Poetry Terms Flashcards
(32 cards)
Caesura
A break in a line of poetry; this can sometime be used for emotional effect.
“Men marched asleep. Many had lost their boots,
But limped on, blood-shod. All went lame, all blind…”
Allusion
a reference to literature or scripture that calls up all of the ideas represented by that reference to support the themes and central ideas of a text.
For example, a reference to Ebeneezer Scrooge immediately invokes the idea of cruel parsimony.
Internal Rhyme
When words within a line of poetry rhyme.
Juxtaposition
Literally meaning “placing next to”. Poets can create a significant effect
(often contrast) by choosing to place one idea, word, or image next to another:
“Parents, dogs, foreigners, PREDATORY
GIRLS stand round the pond like minutes on a clock.”
Symbol
An object (living or inanimate) which stands for or represents something else.

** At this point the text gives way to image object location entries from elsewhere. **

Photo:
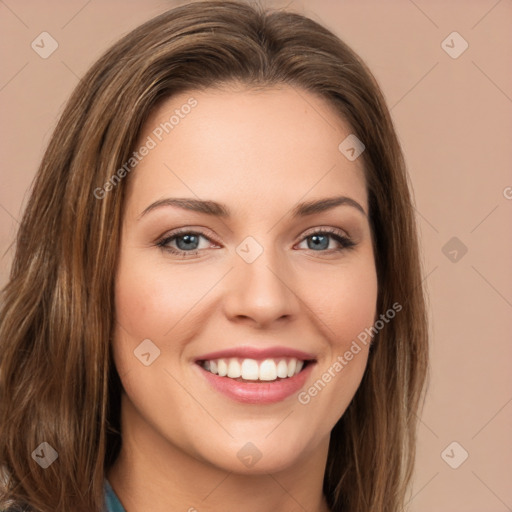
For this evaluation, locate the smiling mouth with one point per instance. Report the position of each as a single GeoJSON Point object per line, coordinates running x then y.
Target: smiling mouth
{"type": "Point", "coordinates": [252, 370]}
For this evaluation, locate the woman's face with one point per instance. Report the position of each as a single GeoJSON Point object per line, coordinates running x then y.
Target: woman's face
{"type": "Point", "coordinates": [260, 280]}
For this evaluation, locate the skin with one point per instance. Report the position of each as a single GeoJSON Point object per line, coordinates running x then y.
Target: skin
{"type": "Point", "coordinates": [260, 153]}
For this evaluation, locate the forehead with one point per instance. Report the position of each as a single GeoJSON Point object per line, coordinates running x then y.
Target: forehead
{"type": "Point", "coordinates": [273, 144]}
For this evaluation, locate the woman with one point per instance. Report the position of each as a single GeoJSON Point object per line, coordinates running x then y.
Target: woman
{"type": "Point", "coordinates": [216, 299]}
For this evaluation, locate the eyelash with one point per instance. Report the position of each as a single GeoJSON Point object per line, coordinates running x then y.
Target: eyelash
{"type": "Point", "coordinates": [345, 242]}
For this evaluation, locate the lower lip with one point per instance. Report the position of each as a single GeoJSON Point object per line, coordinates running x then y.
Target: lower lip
{"type": "Point", "coordinates": [258, 392]}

For example, scales represent justice, the swastika Nazi Germany and Fascism, a clenched fist aggression and raised arms or a white flag surrender. Some symbols are cultural and sometimes poets create personal symbols.
Onomatopoeia
Use of words which imitate the sound they mean
e.g. splash, rustle, clatter, bang, crunch.
Stanza
Group of lines within a poem. The ballad, for example, is in four-line stanzas.
Connotation
Meaning by association which is evoked by a word, as opposed to the literal sense of a word or its strict dictionary definition which is called its denotation.
Enjambment
A line which ends before the sentence does and so the reader must carry on to the next line without a pause to find the sense.
Simile
Imaginative comparison which uses “as”, “like” or “than”.

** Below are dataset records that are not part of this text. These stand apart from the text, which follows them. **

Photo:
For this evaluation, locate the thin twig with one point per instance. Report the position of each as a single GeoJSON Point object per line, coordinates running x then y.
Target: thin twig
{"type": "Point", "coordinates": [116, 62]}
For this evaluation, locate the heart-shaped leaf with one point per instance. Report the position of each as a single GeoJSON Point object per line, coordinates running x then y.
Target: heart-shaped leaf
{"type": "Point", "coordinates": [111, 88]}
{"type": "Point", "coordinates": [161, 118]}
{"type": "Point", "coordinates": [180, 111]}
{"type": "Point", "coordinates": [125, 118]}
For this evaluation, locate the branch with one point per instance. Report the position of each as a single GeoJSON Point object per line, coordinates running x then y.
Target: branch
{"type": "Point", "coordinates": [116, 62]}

The sentence “John is taller than Fred” is a statement of fact which does not involve the imagination. However “John is taller than two ladders” is a simile. Beware leaping to conclusions: the words “as”, “like” or “than” are used in constructions other than similes.
When you read, check that there is some kind of imaginative connection in use.
Rhyme scheme
A pattern of rhyme. In identifying a rhyme scheme we call the first line A.
If the second line rhymes with the first, this is also called A; if not it becomes B and so on all
the way through the poem.
Limericks rhyme AABBA.
Alliteration
Uses the same SOUND at the beginnings of words which are close together:
“Bruise us with Bitterness”
Enumeration
Listing. Public speaking and writing are more persuasive when examples
are enumerated.
Personification
A kind of metaphor where an object or abstract is treated as if it were
human.
Wilfred Owen describes the misery of having no shelter from the weather in “Exposure”:
Dawn massing in the east her melancholy army
Attacks once more in ranks on shivering ranks of gray.
Metaphor
Common figurative device in which one thing is described imaginatively in terms of another.
Unlike the simile, a metaphor does not use “as”, “like” or “than”.
For example, “My vegetable love…”
Double Entendre
A double entendre is a figure of speech or a particular way of wording that is devised to have a double meaning, of which one is typically obvious, whereas the other often conveys a message that would be too socially awkward, sexually suggestive, or offensive to state directly.
Assonance
(internal) repetition of vowel sounds: “little kittens”
Synaesthesia
A kind of metaphor which mixes two senses, like ‘a blue note’ which applies a visual adjective to an auditory noun.
Hyperbole
Exaggeration for emphasis or other rhetorical effect
For example in Andrew Marvell’s carpe diem poem To His Coy Mistress:
My vegetable love should grow - Vaster than empires - , and more slow; An hundred years should got to praise Thine eyes and on thine forehead gaze; Two hundred to adore each breast, But thirty thousand to the rest.
Metonymy
The substitution of the name of an attribute or adjunct for that of the thing meant
For example suit for business executive, or the track for horse racing.
Iambic Pentameter
A line of writing that consists of ten syllables in a specific pattern of an unstressed syllable followed by a stressed syllable, or a short syllable followed by a long syllable.
Volta
In a sonnet, the volta is the turn of thought or argument:
In Petrarchan or Italian sonnets it occurs between the octave and the sestet, and in Shakespearean or English before the final couplet.
Couplet
A pair of lines in a poem which rhyme.
Many scenes in Shakespeare’s plays end with a rhyming couplet. This is thought to be a useful cue for the next actors to come on stage.
Shakespearean and Spenserian sonnets end with a couplet.
Tone
the attitude the author has to his [or her] listener–which in turn affects the listener’s attitude to the literary work.
The tone may be, for example, formal, serious, or passionate; intimate, light-hearted, or calmly meditative; witty or ironic.
The term is usually used to refer to the tone of language in narrative or drama, or the tone of a narrative or lyric persona.